Polymer, Vol.43, No.2, 441-449, 2002
Protein secondary structure prediction based on the GOR algorithm incorporating multiple sequence alignment information
We have developed a new method for the prediction of the protein secondary structure from the amino acid sequence. The method is based on the most recent version (IV) of the standard GOR (J Mol Biol 120 (1978) 97) algorithm. A significant improvement is obtained by combining multiple sequence alignments with the GOR method. Additional improvement in the predictions is obtained by a simple correction of the results when helices or sheets are too short, or if helices and sheets are direct neighbors along the sequence (we require at least one residue of coil state between them). The imposition of the requirement that the prediction must be strong enough, i.e. that the difference between the probability of the predicted (most probable) state and the probability of the second most probable state must be larger than a certain minimum value also improves significantly secondary structure predictions. We have tested our method on 12 different proteins from the Protein Data Bank with known secondary structures.
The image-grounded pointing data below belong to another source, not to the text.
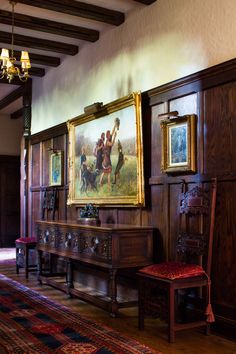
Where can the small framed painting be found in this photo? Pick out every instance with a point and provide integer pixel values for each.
(56, 174)
(179, 144)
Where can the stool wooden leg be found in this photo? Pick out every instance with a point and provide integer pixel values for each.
(17, 267)
(171, 320)
(26, 261)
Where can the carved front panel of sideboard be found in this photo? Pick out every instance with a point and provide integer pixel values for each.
(96, 245)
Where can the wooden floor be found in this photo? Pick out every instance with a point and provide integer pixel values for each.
(154, 335)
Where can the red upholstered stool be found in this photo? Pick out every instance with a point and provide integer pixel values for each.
(24, 258)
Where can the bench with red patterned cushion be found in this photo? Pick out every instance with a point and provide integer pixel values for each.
(173, 270)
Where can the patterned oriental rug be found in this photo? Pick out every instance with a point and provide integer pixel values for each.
(31, 323)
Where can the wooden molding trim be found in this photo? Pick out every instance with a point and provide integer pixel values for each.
(215, 75)
(14, 95)
(44, 25)
(38, 43)
(80, 9)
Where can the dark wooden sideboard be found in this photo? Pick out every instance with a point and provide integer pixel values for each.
(110, 248)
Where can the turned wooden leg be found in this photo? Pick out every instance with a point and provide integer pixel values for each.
(141, 300)
(69, 275)
(17, 256)
(39, 268)
(171, 319)
(113, 292)
(26, 260)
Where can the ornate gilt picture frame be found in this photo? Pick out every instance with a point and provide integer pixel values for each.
(106, 155)
(179, 144)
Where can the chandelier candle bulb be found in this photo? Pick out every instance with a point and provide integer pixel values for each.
(9, 70)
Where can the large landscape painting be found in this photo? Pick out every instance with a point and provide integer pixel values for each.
(106, 162)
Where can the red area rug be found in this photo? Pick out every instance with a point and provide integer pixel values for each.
(31, 323)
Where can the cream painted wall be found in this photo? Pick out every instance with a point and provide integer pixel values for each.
(160, 43)
(10, 135)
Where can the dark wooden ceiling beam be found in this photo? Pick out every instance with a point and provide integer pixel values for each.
(40, 59)
(17, 114)
(38, 43)
(77, 8)
(44, 25)
(146, 2)
(13, 96)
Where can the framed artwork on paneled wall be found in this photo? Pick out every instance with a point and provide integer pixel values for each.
(56, 169)
(106, 155)
(179, 144)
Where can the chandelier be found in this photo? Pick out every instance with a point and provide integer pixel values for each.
(8, 68)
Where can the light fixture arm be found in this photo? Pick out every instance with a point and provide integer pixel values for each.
(9, 70)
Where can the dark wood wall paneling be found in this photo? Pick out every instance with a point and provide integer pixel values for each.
(9, 200)
(211, 94)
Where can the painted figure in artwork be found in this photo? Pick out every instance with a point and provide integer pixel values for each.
(106, 162)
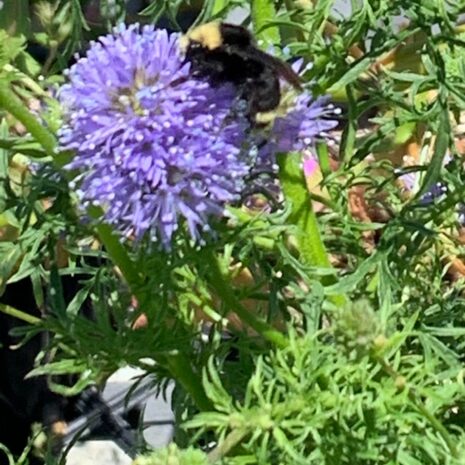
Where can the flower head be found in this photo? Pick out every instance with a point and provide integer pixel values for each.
(152, 145)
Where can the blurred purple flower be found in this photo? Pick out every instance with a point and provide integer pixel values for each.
(152, 145)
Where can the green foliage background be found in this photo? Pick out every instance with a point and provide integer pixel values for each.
(348, 351)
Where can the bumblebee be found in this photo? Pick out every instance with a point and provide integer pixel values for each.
(222, 52)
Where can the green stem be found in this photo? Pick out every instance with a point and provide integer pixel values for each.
(415, 399)
(263, 11)
(177, 363)
(311, 246)
(230, 441)
(13, 105)
(14, 312)
(220, 282)
(295, 190)
(181, 369)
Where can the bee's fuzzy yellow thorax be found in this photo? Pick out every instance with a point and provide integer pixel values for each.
(208, 35)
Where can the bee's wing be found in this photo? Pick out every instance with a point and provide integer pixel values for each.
(282, 68)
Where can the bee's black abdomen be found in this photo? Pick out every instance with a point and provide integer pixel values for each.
(264, 92)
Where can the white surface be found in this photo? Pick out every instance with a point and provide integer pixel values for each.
(104, 452)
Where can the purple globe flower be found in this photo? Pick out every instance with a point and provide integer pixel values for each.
(152, 146)
(156, 149)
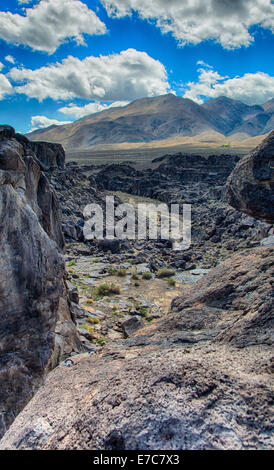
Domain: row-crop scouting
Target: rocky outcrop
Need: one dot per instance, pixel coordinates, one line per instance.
(36, 325)
(197, 379)
(250, 187)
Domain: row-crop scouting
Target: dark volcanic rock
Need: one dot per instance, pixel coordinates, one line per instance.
(197, 379)
(36, 325)
(250, 187)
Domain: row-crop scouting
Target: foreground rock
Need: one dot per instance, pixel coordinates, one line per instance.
(198, 379)
(250, 187)
(36, 325)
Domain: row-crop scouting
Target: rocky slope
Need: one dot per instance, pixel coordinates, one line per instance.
(250, 187)
(198, 378)
(36, 324)
(161, 117)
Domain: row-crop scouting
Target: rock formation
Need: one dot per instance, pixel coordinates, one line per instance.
(198, 378)
(250, 187)
(36, 325)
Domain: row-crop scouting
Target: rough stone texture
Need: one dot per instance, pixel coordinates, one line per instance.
(250, 187)
(197, 379)
(36, 326)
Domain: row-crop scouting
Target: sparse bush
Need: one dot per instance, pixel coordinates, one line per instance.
(72, 263)
(101, 341)
(89, 329)
(147, 276)
(121, 272)
(112, 270)
(93, 320)
(165, 272)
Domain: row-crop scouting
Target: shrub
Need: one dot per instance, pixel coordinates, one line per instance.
(147, 276)
(165, 272)
(108, 289)
(121, 272)
(72, 263)
(93, 321)
(112, 270)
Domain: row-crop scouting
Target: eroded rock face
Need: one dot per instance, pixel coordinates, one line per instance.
(33, 308)
(250, 187)
(197, 379)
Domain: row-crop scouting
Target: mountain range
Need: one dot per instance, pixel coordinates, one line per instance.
(163, 118)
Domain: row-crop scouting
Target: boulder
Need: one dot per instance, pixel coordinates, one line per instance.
(199, 378)
(250, 187)
(36, 327)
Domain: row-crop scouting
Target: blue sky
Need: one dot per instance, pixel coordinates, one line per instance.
(63, 59)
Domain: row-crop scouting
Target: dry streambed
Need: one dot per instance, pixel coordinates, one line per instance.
(116, 300)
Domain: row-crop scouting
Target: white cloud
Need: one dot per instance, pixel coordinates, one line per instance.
(118, 77)
(40, 122)
(204, 64)
(251, 88)
(91, 108)
(5, 86)
(192, 21)
(48, 24)
(10, 59)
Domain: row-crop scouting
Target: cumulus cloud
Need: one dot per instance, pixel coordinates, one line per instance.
(48, 24)
(90, 108)
(40, 122)
(10, 59)
(5, 85)
(251, 88)
(228, 22)
(118, 77)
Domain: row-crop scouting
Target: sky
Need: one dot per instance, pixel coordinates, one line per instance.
(61, 60)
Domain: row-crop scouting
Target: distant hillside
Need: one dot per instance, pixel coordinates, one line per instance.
(162, 118)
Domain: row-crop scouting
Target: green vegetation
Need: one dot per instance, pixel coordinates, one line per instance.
(147, 276)
(108, 289)
(72, 263)
(93, 320)
(121, 272)
(101, 341)
(112, 270)
(165, 272)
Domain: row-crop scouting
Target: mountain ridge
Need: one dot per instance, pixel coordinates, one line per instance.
(159, 118)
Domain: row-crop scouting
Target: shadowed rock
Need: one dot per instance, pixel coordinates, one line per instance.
(250, 187)
(197, 379)
(36, 329)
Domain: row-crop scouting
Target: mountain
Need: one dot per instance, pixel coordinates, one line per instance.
(159, 118)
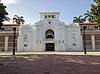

The average quality of the GOR prediction of the secondary structure for these 12 proteins without multiple sequence alignment was 63.4%. The multiple sequence alignments improve the average prediction to 71.9%. The correction for short helices and sheets and coil states separating sheets and helices improve further the average prediction to 74.4%. Setting the 10% minimum difference between the most probable and the second probable conformation leads to 77.0% accuracy of the prediction, while increasing this limit to 20% increases the average accuracy of the secondary structure prediction to 81.2%.